I told her that I would love to have my letter considered still. It's exactly what it needs to be. If it's not accepted, I'm alright with that. But I'm also really glad I wrote it, that the letter was saved and set aside. It's a very important letter to me, reminding me of where I was two years ago.

I regret changing the names to fake ones. I used "Amy" and "Laura" instead of "Amanda" and "Lauren". The names are close, but they just.... I dunno. I want the letter to have our names on it. I didn't even sign my name. I just signed it "E."

The letter sis more than just remind me of what I felt, but it made me more aware of who and where I am now, and how little has changed, even though it feels like so much has. My worries haven't changed much. My feelings about the situations even less. But then, some things have changed. I'm not so spineless and I'm a lot more independant.
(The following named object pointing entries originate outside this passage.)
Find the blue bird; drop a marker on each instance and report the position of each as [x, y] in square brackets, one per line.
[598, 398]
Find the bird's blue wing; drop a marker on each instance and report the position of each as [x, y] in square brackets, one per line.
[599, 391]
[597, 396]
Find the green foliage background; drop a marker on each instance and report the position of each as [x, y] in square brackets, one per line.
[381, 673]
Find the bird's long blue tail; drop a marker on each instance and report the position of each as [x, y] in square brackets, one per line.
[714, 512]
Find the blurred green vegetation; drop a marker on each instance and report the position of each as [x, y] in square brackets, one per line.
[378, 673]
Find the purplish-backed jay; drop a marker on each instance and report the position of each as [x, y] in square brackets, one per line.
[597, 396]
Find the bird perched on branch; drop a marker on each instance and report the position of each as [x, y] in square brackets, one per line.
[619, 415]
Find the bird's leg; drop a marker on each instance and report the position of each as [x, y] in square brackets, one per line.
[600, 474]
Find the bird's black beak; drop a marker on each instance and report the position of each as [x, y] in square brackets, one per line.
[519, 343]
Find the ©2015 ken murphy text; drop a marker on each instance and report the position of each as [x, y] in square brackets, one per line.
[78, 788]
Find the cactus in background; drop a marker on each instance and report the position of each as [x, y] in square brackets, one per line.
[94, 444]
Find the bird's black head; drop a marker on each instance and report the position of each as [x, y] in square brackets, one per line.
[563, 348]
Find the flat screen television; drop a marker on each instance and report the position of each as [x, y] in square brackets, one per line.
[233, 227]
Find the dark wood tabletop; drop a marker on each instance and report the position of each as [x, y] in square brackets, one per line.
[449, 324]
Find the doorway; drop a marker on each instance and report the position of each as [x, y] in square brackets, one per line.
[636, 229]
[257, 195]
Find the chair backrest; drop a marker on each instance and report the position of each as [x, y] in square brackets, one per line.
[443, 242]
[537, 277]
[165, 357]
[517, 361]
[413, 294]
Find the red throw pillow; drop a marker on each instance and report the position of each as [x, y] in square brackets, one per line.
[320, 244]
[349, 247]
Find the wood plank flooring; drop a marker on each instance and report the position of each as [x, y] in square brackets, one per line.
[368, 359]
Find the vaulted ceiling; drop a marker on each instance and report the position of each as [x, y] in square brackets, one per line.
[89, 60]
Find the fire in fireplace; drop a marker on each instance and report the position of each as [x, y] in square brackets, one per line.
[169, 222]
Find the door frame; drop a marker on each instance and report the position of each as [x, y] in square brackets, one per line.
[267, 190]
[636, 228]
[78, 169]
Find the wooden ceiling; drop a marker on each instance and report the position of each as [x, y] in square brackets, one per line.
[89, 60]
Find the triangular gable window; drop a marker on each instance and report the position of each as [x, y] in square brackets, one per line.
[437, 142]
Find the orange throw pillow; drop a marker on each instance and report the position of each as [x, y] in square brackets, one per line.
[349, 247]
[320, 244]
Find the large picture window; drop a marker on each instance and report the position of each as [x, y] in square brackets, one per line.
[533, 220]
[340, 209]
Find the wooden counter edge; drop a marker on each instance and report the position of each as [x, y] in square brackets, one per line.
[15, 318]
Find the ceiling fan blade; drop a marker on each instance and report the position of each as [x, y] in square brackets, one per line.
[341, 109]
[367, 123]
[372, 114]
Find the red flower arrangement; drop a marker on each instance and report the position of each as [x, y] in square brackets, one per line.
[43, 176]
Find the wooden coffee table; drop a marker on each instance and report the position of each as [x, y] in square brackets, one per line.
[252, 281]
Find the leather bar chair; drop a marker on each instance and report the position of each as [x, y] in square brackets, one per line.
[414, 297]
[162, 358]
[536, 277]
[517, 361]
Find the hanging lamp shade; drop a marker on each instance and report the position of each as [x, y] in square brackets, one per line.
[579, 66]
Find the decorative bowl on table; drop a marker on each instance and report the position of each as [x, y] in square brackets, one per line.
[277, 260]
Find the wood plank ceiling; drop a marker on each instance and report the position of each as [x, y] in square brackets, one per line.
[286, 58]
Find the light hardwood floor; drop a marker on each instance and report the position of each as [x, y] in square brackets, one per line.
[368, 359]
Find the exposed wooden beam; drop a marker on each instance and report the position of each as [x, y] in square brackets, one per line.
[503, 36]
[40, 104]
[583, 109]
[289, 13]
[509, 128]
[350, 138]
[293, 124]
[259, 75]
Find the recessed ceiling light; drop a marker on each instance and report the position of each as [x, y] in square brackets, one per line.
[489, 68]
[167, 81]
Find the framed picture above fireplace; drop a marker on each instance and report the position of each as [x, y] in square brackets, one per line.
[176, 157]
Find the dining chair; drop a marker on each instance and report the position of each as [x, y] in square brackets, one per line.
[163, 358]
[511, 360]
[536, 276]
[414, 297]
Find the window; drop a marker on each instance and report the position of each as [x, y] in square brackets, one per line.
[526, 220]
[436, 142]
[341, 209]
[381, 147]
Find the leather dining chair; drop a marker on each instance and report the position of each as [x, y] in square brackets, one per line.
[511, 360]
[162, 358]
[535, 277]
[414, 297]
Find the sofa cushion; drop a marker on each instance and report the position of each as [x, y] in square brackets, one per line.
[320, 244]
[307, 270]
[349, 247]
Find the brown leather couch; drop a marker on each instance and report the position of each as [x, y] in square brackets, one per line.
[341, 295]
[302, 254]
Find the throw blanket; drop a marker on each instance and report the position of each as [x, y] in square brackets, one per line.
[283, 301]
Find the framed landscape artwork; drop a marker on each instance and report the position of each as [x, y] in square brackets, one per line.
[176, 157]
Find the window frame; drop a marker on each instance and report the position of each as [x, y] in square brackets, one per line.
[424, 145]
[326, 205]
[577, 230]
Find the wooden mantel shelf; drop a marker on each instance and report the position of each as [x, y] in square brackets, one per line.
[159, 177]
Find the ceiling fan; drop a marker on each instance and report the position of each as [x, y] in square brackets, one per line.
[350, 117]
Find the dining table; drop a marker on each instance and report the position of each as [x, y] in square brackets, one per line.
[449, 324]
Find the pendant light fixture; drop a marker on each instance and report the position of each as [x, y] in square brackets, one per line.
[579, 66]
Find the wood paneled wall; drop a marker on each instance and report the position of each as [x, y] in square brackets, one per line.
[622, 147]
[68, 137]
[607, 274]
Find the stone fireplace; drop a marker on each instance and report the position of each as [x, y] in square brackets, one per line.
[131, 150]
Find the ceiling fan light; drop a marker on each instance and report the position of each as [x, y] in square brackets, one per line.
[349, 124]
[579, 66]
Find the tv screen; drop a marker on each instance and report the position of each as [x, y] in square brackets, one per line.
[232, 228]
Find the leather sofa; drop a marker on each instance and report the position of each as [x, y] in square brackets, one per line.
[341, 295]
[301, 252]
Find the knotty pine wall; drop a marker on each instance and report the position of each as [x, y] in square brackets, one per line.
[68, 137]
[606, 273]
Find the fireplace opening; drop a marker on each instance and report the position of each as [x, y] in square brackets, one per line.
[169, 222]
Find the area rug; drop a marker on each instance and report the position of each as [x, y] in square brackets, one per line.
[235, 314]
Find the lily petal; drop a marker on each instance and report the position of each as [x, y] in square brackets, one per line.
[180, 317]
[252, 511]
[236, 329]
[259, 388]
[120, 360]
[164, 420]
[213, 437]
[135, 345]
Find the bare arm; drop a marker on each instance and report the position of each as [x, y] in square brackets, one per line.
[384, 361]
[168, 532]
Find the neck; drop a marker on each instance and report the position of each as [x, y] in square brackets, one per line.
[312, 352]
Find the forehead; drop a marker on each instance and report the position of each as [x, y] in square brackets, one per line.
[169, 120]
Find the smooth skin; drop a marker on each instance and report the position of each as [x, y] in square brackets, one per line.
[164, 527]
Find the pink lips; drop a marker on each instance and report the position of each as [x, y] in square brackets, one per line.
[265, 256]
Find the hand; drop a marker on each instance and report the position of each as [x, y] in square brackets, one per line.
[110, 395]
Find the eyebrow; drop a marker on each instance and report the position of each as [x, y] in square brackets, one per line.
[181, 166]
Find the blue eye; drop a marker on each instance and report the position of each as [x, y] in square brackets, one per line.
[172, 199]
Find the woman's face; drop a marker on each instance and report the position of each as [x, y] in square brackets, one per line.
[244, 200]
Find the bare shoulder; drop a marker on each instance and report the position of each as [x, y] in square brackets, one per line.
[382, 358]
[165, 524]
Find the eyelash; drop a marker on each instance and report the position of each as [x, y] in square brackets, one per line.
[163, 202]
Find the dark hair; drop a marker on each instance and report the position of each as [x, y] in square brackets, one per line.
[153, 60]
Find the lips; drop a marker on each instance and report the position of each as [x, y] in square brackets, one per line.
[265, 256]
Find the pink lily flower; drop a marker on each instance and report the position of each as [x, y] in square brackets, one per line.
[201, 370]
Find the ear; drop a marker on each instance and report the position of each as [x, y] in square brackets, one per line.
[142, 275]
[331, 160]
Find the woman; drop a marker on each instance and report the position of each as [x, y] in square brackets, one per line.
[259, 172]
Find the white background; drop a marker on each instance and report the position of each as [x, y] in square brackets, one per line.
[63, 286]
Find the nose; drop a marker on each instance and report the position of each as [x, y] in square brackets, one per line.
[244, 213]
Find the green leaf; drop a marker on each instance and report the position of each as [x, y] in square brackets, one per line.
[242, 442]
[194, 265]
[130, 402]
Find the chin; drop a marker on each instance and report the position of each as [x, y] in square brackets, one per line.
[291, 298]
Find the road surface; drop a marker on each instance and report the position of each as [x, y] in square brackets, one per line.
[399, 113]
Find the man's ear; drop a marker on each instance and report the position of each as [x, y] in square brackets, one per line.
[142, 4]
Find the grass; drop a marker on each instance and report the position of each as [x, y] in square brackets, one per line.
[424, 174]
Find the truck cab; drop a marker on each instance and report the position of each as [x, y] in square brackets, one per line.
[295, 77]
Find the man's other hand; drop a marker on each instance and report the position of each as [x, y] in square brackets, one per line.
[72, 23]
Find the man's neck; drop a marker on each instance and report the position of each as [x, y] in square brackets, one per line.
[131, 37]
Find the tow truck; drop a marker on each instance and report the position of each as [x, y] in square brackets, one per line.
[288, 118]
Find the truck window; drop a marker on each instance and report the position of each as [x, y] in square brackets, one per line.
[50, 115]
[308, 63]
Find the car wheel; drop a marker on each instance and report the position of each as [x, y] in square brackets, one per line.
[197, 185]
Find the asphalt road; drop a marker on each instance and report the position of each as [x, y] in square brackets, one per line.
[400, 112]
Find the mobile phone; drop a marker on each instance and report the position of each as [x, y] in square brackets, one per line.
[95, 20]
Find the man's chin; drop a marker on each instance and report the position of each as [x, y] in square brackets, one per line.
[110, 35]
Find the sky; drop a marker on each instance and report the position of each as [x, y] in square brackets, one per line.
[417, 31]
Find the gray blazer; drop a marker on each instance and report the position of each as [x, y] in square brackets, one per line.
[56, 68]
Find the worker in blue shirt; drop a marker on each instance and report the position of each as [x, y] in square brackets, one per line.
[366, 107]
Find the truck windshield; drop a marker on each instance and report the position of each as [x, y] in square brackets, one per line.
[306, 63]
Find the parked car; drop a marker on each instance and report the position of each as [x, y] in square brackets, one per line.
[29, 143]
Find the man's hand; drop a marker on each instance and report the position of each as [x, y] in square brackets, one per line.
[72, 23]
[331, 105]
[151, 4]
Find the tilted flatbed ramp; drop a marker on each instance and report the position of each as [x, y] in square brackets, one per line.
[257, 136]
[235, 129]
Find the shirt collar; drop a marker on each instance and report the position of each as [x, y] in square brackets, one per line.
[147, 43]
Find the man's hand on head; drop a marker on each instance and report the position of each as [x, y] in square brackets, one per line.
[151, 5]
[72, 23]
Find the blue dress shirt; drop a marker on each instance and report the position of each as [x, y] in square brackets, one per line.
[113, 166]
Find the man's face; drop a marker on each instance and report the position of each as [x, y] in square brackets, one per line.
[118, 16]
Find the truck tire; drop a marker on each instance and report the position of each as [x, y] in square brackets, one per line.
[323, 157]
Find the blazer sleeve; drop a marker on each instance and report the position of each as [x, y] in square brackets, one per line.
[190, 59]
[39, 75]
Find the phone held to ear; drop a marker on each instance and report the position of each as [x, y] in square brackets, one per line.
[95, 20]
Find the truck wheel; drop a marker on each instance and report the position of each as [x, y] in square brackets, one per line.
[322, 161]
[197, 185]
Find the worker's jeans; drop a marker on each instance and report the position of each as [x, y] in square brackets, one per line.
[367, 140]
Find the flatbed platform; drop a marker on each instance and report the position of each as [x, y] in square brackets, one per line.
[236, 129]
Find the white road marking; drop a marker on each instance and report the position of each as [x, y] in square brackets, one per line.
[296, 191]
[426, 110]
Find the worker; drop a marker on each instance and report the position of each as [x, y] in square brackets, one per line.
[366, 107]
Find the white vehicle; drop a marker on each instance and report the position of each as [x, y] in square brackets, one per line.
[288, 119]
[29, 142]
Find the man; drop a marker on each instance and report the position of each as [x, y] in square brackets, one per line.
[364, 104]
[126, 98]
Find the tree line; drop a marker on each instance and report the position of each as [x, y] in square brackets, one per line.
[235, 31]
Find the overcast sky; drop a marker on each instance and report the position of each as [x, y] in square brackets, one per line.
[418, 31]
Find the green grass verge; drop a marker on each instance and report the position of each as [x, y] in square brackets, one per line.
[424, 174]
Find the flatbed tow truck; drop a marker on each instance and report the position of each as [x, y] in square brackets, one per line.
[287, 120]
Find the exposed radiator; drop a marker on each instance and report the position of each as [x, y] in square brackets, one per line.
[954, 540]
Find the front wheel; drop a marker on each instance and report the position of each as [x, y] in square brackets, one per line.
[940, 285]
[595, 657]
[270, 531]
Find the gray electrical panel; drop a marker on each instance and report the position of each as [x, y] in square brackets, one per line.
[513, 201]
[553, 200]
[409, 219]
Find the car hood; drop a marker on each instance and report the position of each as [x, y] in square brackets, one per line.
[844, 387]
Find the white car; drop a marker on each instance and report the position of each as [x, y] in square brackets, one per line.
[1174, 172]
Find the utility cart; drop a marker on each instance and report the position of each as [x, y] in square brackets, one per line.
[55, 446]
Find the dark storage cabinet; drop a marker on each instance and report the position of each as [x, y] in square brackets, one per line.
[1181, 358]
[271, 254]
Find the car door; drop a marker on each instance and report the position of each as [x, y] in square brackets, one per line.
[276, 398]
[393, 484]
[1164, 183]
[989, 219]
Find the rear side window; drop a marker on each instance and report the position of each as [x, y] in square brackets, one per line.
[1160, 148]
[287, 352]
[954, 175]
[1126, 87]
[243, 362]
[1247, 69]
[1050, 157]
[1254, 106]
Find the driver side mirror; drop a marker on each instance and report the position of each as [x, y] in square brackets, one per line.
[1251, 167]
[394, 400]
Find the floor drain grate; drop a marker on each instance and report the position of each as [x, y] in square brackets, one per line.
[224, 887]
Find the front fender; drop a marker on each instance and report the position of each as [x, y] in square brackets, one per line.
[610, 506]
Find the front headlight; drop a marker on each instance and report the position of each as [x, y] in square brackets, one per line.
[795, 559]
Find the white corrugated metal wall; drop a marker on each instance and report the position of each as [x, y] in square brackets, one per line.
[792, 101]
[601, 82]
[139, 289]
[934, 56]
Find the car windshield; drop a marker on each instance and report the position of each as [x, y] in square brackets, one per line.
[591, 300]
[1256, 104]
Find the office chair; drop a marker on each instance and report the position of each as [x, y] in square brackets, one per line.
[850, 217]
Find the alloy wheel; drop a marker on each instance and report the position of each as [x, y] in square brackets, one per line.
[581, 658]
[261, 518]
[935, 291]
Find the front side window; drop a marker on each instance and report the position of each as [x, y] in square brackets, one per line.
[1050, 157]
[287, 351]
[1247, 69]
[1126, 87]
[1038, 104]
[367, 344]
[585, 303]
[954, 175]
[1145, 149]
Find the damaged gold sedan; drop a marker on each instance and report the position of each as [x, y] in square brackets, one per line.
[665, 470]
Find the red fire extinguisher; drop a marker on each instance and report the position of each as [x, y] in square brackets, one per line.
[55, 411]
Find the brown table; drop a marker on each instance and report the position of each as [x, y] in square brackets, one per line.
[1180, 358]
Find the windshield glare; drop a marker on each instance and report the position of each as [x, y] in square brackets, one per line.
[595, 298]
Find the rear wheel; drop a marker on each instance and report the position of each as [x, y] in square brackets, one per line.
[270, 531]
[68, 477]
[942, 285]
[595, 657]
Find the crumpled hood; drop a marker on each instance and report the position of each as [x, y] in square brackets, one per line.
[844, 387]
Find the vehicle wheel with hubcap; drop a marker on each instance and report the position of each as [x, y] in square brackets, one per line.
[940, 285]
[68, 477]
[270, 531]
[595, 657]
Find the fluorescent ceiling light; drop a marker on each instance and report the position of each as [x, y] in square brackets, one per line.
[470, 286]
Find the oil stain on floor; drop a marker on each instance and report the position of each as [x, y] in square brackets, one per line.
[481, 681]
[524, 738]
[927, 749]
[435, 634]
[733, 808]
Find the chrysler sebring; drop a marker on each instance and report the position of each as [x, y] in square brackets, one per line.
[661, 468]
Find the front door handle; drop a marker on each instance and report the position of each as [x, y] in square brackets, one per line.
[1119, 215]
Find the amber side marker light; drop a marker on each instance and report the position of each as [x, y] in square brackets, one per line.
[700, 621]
I think I've grown up a lot since I wrote that letter (which is funny, because at the time, I felt like I was more-or-less done growing up. I didn't realize I was so naive until I read that letter. And I'm sure two years from now I'll have this realization again, and yet I still feel so much LESS naive than some of the people I see walking around. It's strange to me, how I have always felt so much more aware of things than other people, and yet never aware enough.)

Write. Every day. and save it. Because someday, a few years from now, it'll really make a point to you. And I think this will happen to me for the rest of my life.